Algebraic Notation

Algebraic notation is a way of expressing mathematical ideas concisely. In algebra, letters (a, b, c, d, …, x, y, z,∝, β, etc) are used to represent unknown qualities.

7 + 7 + 7 + 7 + 7 is the same as 5 \times 7. In algebra, a + a + a + a + a is 5 \times a or just 5a.

{ b }^{ 2 } + { b }^{ 2 } + { b }^{ 2 } is 3{ b }^{ 2 }, since we have three { b }^{ 2 } added together.

2a stands for a+a and 3b stands for b+b+b.

a^{2} stands for a \times a, a^{3} stands for a \times a \times a.

a \times b is written simply as ab without the multiplication sign in the middle. A \times b \times c = Abc.

5a + 2a + 5b + 4ab + 4a - a + 7b - ab can be simplified to (5a + 2a + 4a - a) + (5b + 7b) + (4ab - ab) to give 10a + 12b + 3ab

Remember that 1a is the same as a, 1b is the same as b, 1abc is the same as abc, etc.

Usually, in an equation you could see 6y, which means 6 \times y or ‘6 multiplied by y’. We leave out the multiplication sign to make the equations look more elegant and neater when dealing with them. The number that is used to multiply a number is called the coefficient.

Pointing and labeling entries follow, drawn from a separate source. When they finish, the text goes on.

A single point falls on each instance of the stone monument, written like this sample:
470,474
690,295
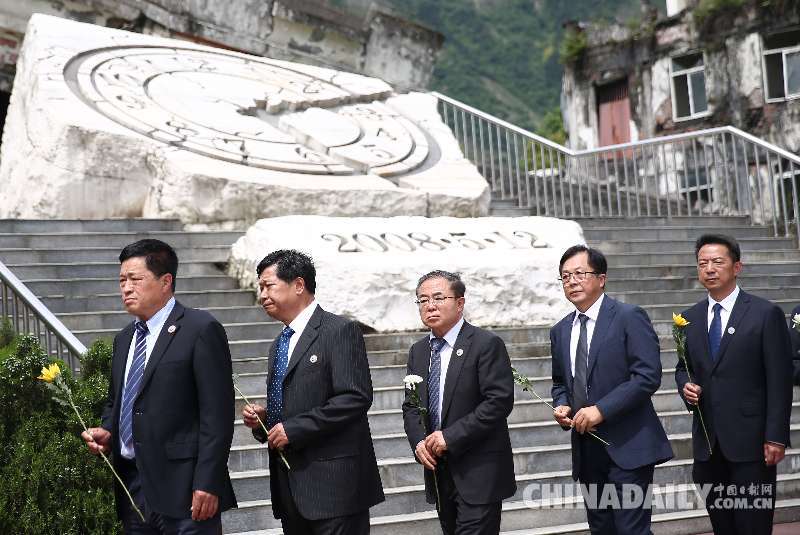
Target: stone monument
107,123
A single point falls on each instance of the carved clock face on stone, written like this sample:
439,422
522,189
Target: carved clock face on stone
251,111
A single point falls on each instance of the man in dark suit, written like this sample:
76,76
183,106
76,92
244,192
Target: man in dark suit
469,391
606,367
169,417
319,390
738,348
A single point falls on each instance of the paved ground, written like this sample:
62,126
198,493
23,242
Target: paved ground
781,529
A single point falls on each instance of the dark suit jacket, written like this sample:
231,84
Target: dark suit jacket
183,415
325,402
795,339
623,374
747,393
478,397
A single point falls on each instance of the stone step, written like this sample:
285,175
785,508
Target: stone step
685,267
675,257
595,234
387,379
200,253
75,287
517,513
529,433
60,304
619,284
751,246
665,311
410,496
39,226
674,523
666,297
177,239
101,270
712,221
526,408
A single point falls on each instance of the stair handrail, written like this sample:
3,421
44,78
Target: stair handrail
719,170
27,315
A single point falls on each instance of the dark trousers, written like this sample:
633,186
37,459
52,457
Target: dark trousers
742,497
156,523
596,472
458,517
295,524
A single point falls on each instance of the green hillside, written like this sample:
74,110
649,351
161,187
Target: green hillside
502,56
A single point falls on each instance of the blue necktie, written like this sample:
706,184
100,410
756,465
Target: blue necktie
580,394
135,374
434,378
275,389
715,332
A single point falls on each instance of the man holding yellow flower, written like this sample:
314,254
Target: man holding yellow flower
738,351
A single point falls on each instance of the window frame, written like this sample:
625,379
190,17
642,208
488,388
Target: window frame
673,75
783,51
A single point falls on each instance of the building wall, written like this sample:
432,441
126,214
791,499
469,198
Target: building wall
732,45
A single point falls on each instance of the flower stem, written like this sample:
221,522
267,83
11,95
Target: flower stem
236,386
681,353
525,383
66,389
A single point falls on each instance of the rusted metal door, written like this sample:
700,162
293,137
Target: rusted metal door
613,113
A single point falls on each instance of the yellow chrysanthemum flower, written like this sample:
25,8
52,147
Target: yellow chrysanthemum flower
679,320
49,373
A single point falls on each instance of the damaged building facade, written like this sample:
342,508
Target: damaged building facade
694,69
380,44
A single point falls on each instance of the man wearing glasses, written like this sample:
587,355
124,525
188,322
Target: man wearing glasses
468,389
606,366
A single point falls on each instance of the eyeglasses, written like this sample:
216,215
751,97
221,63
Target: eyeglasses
436,300
578,276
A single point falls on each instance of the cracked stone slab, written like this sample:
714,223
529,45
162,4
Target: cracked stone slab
107,123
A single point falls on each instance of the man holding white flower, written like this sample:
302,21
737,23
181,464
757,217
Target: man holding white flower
738,349
319,390
463,377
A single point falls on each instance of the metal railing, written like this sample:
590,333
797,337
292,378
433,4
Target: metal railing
717,171
28,315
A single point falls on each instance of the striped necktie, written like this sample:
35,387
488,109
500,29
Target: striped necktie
132,385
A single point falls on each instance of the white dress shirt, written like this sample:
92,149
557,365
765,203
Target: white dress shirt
298,325
592,313
445,354
725,313
154,326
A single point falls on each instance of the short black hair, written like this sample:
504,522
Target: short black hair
291,264
159,257
456,284
597,260
719,239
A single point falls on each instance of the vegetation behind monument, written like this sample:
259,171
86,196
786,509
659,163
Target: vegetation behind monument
49,484
502,56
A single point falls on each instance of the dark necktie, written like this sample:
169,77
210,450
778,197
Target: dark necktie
132,385
715,332
580,396
434,378
275,389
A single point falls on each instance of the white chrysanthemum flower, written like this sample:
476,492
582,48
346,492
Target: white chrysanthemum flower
411,381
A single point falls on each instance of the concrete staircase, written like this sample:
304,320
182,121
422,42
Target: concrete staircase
72,266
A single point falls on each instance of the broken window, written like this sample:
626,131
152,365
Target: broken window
689,98
782,65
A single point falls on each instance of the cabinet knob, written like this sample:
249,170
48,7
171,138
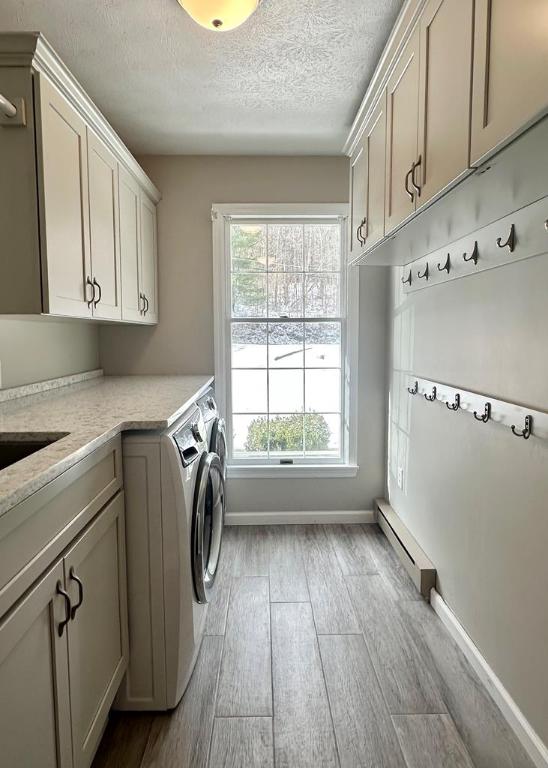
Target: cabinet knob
406,183
90,301
414,167
62,624
75,578
96,301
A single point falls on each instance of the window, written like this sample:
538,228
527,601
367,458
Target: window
282,329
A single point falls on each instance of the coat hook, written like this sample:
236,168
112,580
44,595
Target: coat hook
510,241
425,274
433,396
455,405
525,433
486,415
474,256
447,266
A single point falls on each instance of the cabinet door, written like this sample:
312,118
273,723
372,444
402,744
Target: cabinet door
358,199
402,105
375,147
445,93
64,208
130,246
510,65
34,704
149,259
97,637
104,231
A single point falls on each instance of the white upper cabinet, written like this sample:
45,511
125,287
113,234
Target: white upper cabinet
402,106
149,260
358,199
445,88
61,204
510,65
374,142
104,230
64,205
130,246
457,81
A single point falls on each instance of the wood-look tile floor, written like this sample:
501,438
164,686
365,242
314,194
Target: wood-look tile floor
319,652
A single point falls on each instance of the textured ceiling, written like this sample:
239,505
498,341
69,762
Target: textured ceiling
288,81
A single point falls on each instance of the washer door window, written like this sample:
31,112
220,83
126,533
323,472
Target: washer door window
218,442
207,525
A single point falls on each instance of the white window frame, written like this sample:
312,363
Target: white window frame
222,214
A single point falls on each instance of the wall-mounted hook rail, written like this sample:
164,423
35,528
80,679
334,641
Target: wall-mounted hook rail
447,266
455,405
8,109
433,396
425,274
474,256
496,412
525,433
409,279
510,241
486,415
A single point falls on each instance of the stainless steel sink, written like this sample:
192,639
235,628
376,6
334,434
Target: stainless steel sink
14,448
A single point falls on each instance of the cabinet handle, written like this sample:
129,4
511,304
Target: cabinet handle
413,182
75,578
90,302
66,596
406,184
362,225
96,301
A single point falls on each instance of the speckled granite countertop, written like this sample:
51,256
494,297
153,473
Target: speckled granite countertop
91,412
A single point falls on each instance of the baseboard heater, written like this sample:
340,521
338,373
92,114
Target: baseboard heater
413,559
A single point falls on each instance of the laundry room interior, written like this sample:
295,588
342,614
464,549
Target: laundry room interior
273,384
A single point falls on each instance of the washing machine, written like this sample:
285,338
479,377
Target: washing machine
215,425
174,491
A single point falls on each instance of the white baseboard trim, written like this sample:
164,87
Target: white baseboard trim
284,518
532,743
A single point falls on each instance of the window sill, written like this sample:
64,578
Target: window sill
265,471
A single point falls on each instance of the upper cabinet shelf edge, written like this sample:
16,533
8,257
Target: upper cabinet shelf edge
77,212
466,112
33,50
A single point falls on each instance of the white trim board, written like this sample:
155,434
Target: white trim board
503,412
285,518
531,742
31,49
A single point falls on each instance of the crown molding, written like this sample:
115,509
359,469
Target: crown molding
31,49
405,23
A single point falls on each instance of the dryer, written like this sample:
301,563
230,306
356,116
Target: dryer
174,489
215,425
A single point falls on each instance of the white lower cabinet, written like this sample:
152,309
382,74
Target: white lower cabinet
95,575
34,679
64,651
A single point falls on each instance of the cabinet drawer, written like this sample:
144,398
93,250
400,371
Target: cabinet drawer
36,531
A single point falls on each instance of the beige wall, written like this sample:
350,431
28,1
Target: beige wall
476,497
183,340
37,348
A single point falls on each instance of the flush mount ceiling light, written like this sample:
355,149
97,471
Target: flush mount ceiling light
220,15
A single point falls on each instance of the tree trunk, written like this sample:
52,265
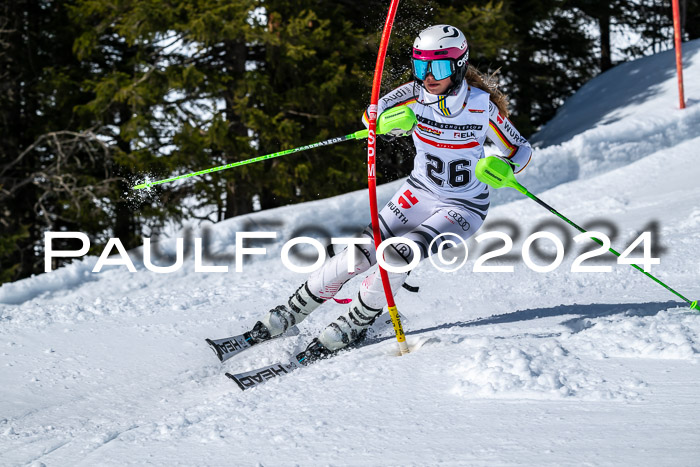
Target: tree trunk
605,52
238,197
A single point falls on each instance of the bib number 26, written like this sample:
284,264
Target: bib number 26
458,172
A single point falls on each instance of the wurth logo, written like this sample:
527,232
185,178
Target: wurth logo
407,200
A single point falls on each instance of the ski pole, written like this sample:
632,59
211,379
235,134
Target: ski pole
399,122
375,124
497,173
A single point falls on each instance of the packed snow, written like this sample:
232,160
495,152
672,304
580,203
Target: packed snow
519,368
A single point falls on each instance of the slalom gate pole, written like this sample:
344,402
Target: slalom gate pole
372,171
677,40
357,135
496,173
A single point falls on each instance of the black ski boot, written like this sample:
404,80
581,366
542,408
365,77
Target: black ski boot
258,334
314,351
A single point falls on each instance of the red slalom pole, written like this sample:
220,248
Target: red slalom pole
679,52
372,170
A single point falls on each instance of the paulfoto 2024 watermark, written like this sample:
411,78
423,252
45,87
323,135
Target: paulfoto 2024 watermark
439,246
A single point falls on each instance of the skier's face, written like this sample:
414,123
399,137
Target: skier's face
434,86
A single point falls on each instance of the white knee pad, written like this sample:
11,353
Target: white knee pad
325,282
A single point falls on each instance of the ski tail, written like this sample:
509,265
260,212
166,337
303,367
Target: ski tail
253,378
230,346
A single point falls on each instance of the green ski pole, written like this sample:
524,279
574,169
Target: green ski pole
399,122
497,173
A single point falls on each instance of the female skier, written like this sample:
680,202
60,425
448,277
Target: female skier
456,110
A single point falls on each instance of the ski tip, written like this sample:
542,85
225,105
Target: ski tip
216,349
240,385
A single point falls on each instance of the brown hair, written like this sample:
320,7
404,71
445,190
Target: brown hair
488,83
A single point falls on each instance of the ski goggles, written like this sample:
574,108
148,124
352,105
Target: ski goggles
440,69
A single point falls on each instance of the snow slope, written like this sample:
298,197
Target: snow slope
520,368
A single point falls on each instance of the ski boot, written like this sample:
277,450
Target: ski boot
314,352
350,327
299,306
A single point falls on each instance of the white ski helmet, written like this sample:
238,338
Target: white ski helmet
444,50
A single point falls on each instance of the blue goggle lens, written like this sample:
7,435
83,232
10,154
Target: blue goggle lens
440,69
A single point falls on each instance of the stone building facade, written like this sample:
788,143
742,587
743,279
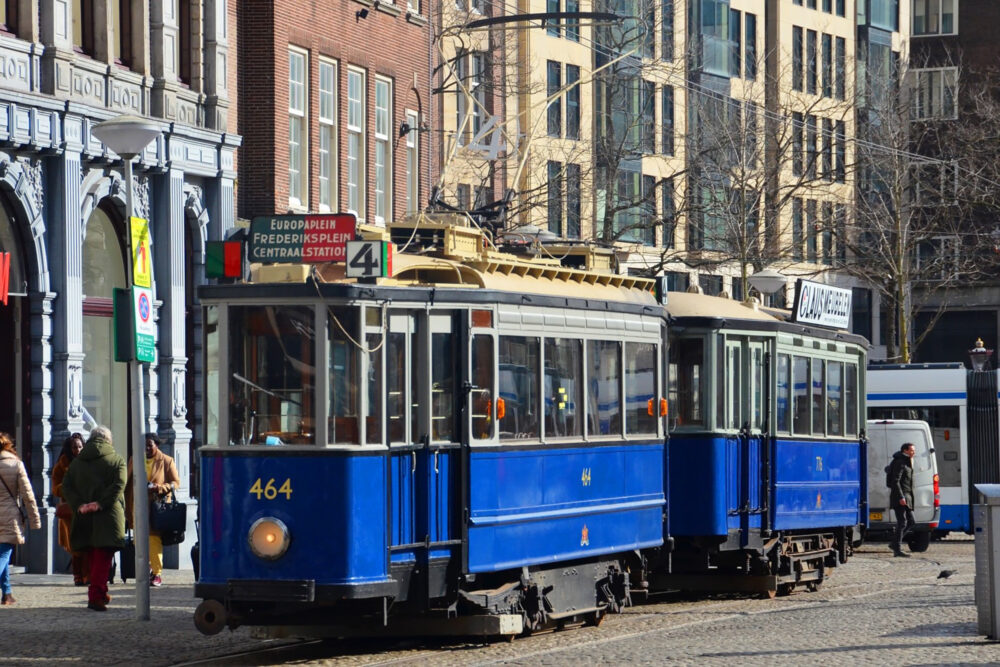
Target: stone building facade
64,67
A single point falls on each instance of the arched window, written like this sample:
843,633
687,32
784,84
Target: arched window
105,382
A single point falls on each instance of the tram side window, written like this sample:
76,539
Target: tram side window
563,388
483,366
784,395
273,375
344,376
801,410
851,399
518,358
640,389
818,401
834,405
604,387
687,360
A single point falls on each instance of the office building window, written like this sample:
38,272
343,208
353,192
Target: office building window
667,119
934,17
297,130
811,61
327,135
412,162
552,25
934,94
797,228
356,142
554,84
555,197
572,102
573,201
840,67
383,156
796,58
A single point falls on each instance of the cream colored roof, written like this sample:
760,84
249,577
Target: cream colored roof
689,304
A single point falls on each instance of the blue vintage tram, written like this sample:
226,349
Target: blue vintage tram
473,443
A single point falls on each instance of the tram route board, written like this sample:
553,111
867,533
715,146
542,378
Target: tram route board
301,238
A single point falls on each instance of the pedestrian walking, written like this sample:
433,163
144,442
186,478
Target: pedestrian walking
17,506
161,482
72,447
901,495
94,486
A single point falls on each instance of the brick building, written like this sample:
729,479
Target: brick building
326,94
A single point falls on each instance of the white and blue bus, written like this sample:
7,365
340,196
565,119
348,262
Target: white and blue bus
961,407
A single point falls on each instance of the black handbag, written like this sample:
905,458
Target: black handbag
168,516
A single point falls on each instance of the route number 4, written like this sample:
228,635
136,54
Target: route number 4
369,259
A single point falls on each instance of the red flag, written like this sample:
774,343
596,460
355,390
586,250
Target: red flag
4,276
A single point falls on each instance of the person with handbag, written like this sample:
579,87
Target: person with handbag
14,498
94,487
71,449
162,480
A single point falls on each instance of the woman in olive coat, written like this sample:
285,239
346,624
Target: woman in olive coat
94,486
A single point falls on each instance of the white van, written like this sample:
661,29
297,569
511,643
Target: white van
885,437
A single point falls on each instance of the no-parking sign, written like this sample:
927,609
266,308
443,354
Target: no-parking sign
145,329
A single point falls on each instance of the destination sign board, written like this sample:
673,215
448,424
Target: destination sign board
823,305
301,238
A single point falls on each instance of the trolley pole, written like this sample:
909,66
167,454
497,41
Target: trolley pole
128,136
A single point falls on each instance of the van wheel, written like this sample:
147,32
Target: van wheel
918,542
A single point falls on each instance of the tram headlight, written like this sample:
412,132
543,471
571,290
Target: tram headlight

In the expression 10a + 12b + 3 ab - { b }^{ 2 }:

  • 10 is the coefficient of a
  • 12 is the coefficient of b
  • 3 is the coefficient of ab
  • -1 is the coefficient of { b }^{ 2 }

It is also important to note that fractions are another way to express division. For example, a \div b is expressed as \frac { a }{ b }

Let’s look at some examples

Example

Simplify the following

i) a + 2a + 3a +4a + 5a

ii) 7b - b + 3b - 2b + 4b

iii) 3ab + 5ab - 2ab

iv) 100{ x }^{ 2 } - { x }^{ 2 }

v) a + 2a + 3a + b + 3b + 5b - c + 3c

i) a + 2a + 3a + 4a + 5a = 15a

ii) 7b - b + 3b - 2b + 4b = 11b

iii) 3ab + 5ab - 2ab = 6ab

iv) 100{ x }^{ 2 } - { x }^{ 2 } = 99{ x }^{ 2 }

v) a + 2a + 3a + b + 3b + 5b - c + 3c = 6a + 9b + 2c


Example

Simplify a + 3a + 4b - 5c + 3b + 5a - 8b + c

a + 3a + 4b - 5c + 3b + 5a - 8b + c

We group the a’s together, the b’s together and the c’s together. This give us:

a + 3a + 5a + 4b + 3b - 8b - 5c + c

= 9a - b - 4c


Example

Simplify 4a + 7a - { a }^{ 2 } + 3ab - a + { 5a }^{ 2 } - 10ab

The a’s give us 4a + 7a - a = 10a

The a^{2}‘s give us -a^{2} + 5a^{2} = 4a^{2}

The ab’s give us 3ab - 10ab = -7ab

So, the simplified form of 4a + 7a - { a }^{ 2 } + 3ab - a + { 5a }^{ 2 } - 10ab is:

10a + 4a^{2} + \left( -7ab\right)

= 10a + 4a^{2} - 7ab

Note that we can also write:

  • { 4a }^{ 2 } + 10a - 7ab

or

  • { 4a }^{ 2 } - 7ab + 10a

or

  • -7ab + 10a + { 4a }^{ 2 }

They are all correct, since a + b = b + a.